Porto Alegre – Entre R$ 11,5 e 23 milhões, era quanto a Educafro e o Centro Santo Dias, pretendiam ganhar no caso do assassinato do soldador Beto Freitas, espancado até a morte por seguranças do Carrefour numa loja da rede em Porto Alegre na véspera do Dia Nacional da Consciência Negra, em novembro do ano passado.

O valor pedido à título de honorários, entre 10% e 20% do valor do TAC (R$ 115 milhões) é, pelo menos, quatro vezes maior que as indenizações pagas a toda família e quase 20 vezes a indenização recebida pela viúva, Milena Freitas.

Ao homologar o Termo de Ajustamento de Conduta (TAC), o juiz João Ricardo dos Santos Costa, da 16ª Vara Cível de Porto Alegre, decidiu fixar em 3% os honorários – R$ 3,4 milhões –  ainda assim um valor próximo ao pago à título de indenização a toda família da vítima.

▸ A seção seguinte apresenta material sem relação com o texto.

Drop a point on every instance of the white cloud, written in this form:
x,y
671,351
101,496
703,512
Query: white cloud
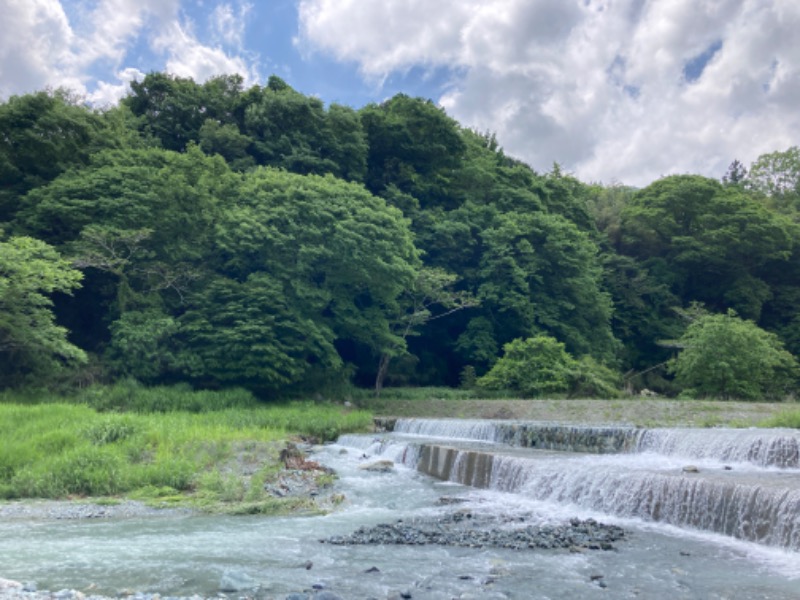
x,y
188,57
597,85
39,47
228,23
35,47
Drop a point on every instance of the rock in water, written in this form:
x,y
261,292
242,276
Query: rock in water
x,y
380,466
236,581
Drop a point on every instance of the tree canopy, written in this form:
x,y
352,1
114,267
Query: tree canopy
x,y
219,235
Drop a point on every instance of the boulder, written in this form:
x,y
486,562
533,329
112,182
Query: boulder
x,y
236,581
380,466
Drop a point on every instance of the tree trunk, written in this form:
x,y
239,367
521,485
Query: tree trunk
x,y
383,369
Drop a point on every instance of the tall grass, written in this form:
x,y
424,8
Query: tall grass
x,y
58,450
789,418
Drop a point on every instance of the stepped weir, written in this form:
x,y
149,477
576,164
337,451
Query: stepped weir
x,y
739,483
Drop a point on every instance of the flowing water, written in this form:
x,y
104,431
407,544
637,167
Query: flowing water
x,y
729,530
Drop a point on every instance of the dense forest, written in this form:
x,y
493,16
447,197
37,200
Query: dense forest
x,y
217,236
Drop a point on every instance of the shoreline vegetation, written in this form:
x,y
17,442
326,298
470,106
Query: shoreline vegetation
x,y
226,451
207,451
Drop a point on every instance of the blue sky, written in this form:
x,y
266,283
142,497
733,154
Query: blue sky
x,y
613,90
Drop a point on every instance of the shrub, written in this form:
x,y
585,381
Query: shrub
x,y
534,367
727,357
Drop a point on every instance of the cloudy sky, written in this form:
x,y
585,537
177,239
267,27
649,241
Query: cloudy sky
x,y
613,90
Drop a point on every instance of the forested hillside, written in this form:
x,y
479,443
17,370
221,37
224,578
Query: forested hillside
x,y
220,236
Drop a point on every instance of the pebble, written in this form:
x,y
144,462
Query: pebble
x,y
466,529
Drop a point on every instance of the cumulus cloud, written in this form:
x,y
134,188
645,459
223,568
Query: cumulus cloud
x,y
188,57
36,48
100,54
228,23
627,90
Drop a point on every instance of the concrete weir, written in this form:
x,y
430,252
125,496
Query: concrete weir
x,y
740,483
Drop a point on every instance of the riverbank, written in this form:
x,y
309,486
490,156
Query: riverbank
x,y
636,411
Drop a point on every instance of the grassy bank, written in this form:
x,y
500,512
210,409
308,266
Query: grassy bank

O advogado da Educafro e do Centro Santo Dias, Marlon Reis, disse que vai recorrer.

Exigência

A fixação de honorários milionários foi uma exigência do Frei David Raimundo dos Santos, que chegou a abandonar as negociações na véspera da assinatura do acordo, em junho passado.

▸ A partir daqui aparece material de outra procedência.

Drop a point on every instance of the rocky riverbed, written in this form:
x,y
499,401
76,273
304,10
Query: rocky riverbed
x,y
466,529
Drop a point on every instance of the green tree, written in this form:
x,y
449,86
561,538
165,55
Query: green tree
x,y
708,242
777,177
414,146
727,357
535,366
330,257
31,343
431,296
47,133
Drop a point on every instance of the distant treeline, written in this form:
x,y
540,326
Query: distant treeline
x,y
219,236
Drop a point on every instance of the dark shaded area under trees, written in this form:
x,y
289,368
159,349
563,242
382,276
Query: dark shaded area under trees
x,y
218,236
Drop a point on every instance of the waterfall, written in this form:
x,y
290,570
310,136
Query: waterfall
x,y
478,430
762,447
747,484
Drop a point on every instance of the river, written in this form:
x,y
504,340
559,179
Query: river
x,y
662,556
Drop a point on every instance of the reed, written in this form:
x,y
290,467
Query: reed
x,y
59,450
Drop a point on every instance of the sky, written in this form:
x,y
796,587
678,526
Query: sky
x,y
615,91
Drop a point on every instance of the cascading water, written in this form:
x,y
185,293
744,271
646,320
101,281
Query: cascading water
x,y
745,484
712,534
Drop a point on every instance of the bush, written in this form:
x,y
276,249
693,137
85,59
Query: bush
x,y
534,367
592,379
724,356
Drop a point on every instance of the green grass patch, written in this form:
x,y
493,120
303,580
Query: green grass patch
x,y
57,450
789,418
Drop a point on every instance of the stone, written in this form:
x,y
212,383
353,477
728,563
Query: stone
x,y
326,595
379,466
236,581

Segundo o advogado da viúva, Hamilton Ribeiro, os valores pagos a família, somados, estariam entre R$ 3 e R$ 4 milhões. No caso da viúva, há uma cláusula de confidencialidade, porém, estima-se que tenha ficado entre R$ 1,5 e R$ 1,8 milhão.

Espanto

O pedido de honorários milionários causou espanto até mesmo a banca de advogados do escritório Sérgio Bermudes, contratada pelo Carrefour. “Antevendo que os patronos das Autoras (Educafro e Santo Dias) tentariam haver para si honorários milionários em decorrência da celebração de um Termo de Ajustamento de Conduta (“TAC”), contra a dicção expressa da lei e da jurisprudência, o Carrefour já havia denunciado o descabimento dessa pretensão, que só faz manchar o relevante legado deixado por todas as partes que efetivamente se envolveram na negociação”.

Os advogados fazem menção a “sanha dos patronos”, e acrescentam: “Sem surpresa, as Autoras não coraram em pedir honorários advocatícios sucumbenciais no percentual de 10 a 20% do valor global do TAC mediante o argumento de que não teriam condições para custear ou remunerar os seus advogados”.